Early in the second half, junior point guard Michael Porrini drove
the lane to his left, was hacked and began to favor his right wrist even before
he landed.


The man who head coach Geno Ford has called a "pit bull" and "one
of the toughest players in the league" on more than one occasion stayed
down for a couple of minutes in obvious pain.


After missing four minutes of play, Ford's pit bull returned to the
floor and on his first play drove the lane and was again fouled.


Before his return, it'd be hard to believe coach Ford--and his staff,
and the players on the team, and the coaching staff-- wasn't holding
their collective breath just a bit.


Porrini has again and again demonstrated his vital importance to the Golden
Flashes' success on both ends of the floor; he's able to set up
teammates with his ability to drive the ball, he pushes the ball in transition
as well as anyone in the conference and is an outstanding rebounding guard.
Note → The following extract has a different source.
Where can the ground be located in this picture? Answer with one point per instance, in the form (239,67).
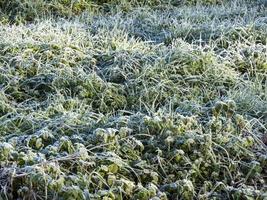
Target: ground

That importance was verified on Friday night.


After falling behind early 20-14, Porrini made two layups--one an and-1 he
made into a 3-point play--and a jumper to bring KSU within one, 22-21.


Just a minute later, he committed his second foul and was then called for
a charge at the other end for his third, and had to sit down early with five
minutes remaining in the half.


For the next couple minutes, the KSU offense lost all rhythm and came to a
halt and Drexel tore the Golden Flashes to pieces inside on their way to a
16-0 run.


Porrini, despite missing an extra seven to eight minutes of playing time,
scored 12 points with five of those coming after his return. His 12 points
were second only to Carlton Guyton's 17.


It was Kent State's inability to keep Drexel's two talented big
men off the glass, however, that buried the Golden Flashes.


Coming into the game, the Dragons, behind forwards Samme Givens and Daryl
McCoy
, were averaging 40.3 rebounds per game, which ranks eighth in the country.


In Ford's pregame speech--which was aired on ESPNU before the game--Ford
warned of Drexel's rebounding prowess and that KSU would have to "go
get the ball like men."


His warnings weren't heeded.


Givens and McCoy had their way with the Golden Flashes inside, bringing down
14 offensive rebounds and 46 overall.


Just nine minutes into the game, the Dragons already had scored nine second-chance
points.


Givens had an especially great night, scoring a game-high 17 and bringing
down 15 rebounds.


McCoy's presence was more felt while guarding forward Justin Greene.


Standing a rock-solid 6-foot-9, 270 pounds, he held Greene to just 4-of-16
shooting as KSU's leading scorer routinely bounced off of him in every
direction.


Greene did, however, bring down seven offensive rebounds and 15 total--he
was the only player with any success around the rim.


This was Kent State's second loss in three days--their matchup with
Western Michigan on Monday now holds even more importance.


The Golden Flashes, 8-3, are currently a half game out of first place to Miami.
Since KSU and Miami are 1-1 against each other, a second tiebreaker must be
used.


The formula is winning percentage against conference teams, from top to bottom,
regardless of times played or division.


What that means is the deciding factor would be KSU and Miami's winning
percentage against the team with the next best conference record.


At the time being, that would be Western Michigan at 7-4, who beat Miami earlier
in the year.


A win against the Broncos would move KSU into first place.